In essence, the Quinn Bill appears to be a petty and vengeful piece of legislation, one that was widely expected to fail once it was exposed to select committee scrutiny. Instead a centre right majority of National Party and Act MPs – including the now-disgraced David Garrett, and National’s Melissa Lee – has recommended that it be passed, yet wjthout these advocates bothering to include in the majority verdict any rationale for doing so.

Hidden in the majority verdict though, is this gem of illogic : “The Electoral Enrolment Centre has proposed working with the Department of Corrections to develop a national procedure to encourage prisoners to re-enrol upon release from prison.” Got that? The centre-right faction on the select committee wants officialdom to devise a new bureaucratic programme to re-register prisoners all over again, once they’re out of jail. First, they want to treat prisoners as non-persons and deny them the vote – and then want to set up a nationwide programme to re-ignite the same motivation that they’ve just gratuitously chosen to dampen. If there was a prize for political stupidity and bureaucratic proliferation in the first term of the current government, this Bill would have to be a prime contender. Prime Minister John Key clearly needs to take heed of the verdict of his Attorney – General, and advise the National caucus to vote against this measure.

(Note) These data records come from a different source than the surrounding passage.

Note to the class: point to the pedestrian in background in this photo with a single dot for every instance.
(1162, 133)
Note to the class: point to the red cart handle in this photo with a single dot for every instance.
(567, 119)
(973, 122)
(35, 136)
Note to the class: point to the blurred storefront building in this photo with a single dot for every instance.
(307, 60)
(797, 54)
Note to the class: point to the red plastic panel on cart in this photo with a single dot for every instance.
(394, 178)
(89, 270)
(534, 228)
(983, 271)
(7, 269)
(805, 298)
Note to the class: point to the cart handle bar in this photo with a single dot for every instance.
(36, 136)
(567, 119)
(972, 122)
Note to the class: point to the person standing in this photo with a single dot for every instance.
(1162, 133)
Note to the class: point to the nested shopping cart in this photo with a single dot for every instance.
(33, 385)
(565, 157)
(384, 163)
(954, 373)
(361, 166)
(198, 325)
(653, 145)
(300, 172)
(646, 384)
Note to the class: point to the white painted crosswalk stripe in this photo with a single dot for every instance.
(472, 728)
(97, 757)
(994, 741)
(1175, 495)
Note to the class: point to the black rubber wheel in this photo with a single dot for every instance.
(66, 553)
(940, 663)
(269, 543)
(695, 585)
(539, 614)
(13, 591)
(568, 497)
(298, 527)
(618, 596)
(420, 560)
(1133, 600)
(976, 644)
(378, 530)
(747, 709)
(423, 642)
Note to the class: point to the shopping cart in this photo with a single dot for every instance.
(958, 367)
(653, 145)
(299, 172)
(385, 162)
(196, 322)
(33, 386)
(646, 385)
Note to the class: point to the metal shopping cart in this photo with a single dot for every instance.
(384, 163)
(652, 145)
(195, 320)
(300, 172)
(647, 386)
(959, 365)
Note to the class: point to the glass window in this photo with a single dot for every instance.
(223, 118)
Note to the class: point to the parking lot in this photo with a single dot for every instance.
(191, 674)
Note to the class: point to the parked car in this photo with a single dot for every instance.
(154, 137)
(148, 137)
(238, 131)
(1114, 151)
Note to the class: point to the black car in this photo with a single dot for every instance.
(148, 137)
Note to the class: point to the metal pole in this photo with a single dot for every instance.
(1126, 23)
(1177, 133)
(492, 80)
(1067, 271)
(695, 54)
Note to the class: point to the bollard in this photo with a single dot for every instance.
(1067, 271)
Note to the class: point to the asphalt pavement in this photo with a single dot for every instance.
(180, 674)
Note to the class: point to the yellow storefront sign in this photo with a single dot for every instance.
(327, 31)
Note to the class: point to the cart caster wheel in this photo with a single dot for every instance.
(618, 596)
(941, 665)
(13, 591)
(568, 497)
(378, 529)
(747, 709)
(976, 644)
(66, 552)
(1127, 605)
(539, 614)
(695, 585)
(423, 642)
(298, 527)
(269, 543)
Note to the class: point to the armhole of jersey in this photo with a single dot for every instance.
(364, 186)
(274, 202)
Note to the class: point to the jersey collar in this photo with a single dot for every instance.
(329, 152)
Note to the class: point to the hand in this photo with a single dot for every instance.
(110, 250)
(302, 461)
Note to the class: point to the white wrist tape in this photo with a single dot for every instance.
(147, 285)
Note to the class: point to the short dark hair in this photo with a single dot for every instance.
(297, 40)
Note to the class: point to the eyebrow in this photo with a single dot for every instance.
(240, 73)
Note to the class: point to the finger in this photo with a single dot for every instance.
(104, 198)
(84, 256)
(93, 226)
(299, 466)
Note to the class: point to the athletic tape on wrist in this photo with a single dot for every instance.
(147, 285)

As Sauve says, most prisoners do not weigh and balance the likely rights that they may lose when they commit a crime – and not even the thought of losing their right of liberty and freedom of movement usually comes into play. So, just as deterrence can only go so far to prevent crime, punishment also faces limits on what it can achieve before it reaches the point where it becomes self – defeating. Given the financial costs of prolonged imprisonment and the related costs of failed rehabilitation, society needs to strike the right balance. Separating due punishment from petty forms of societal revenge can help prisoners to recognise and accept their own responsibility for their condition, and can also assist in rehabilitation – a process in which society has an obvious and vital self-interest.

It is not an easy road. The relationship between society and those it imprisons is one full of mutual mistrust – especially given that many prisoners, even when going in, already see themselves as outlaws and social rejects. As Sauve concludes, it is important to tell prisoners the truth : ‘What most prisoners hear is somebody goes out and screws up and comes back in. They hear all the negative stuff. They don’t hear – well, the guy screwed up, but it was his issues, it wasn’t that society was rejecting him. They don’t hear that you can make it back into society, that you can turn your life around and you can have a good life. You may be on parole for life, but if you don’t violate the conditions and don’t break the law, then you are going to stay in the community.”

In sum, if we want to motivate prisoners to go down that road and accept responsibility for their crimes, society may have to forego some of its own petty impulses for revenge. In New Zealand, those petty impulses are epitomized in black and white right now, within Paul Quinn’s private member’s Bill.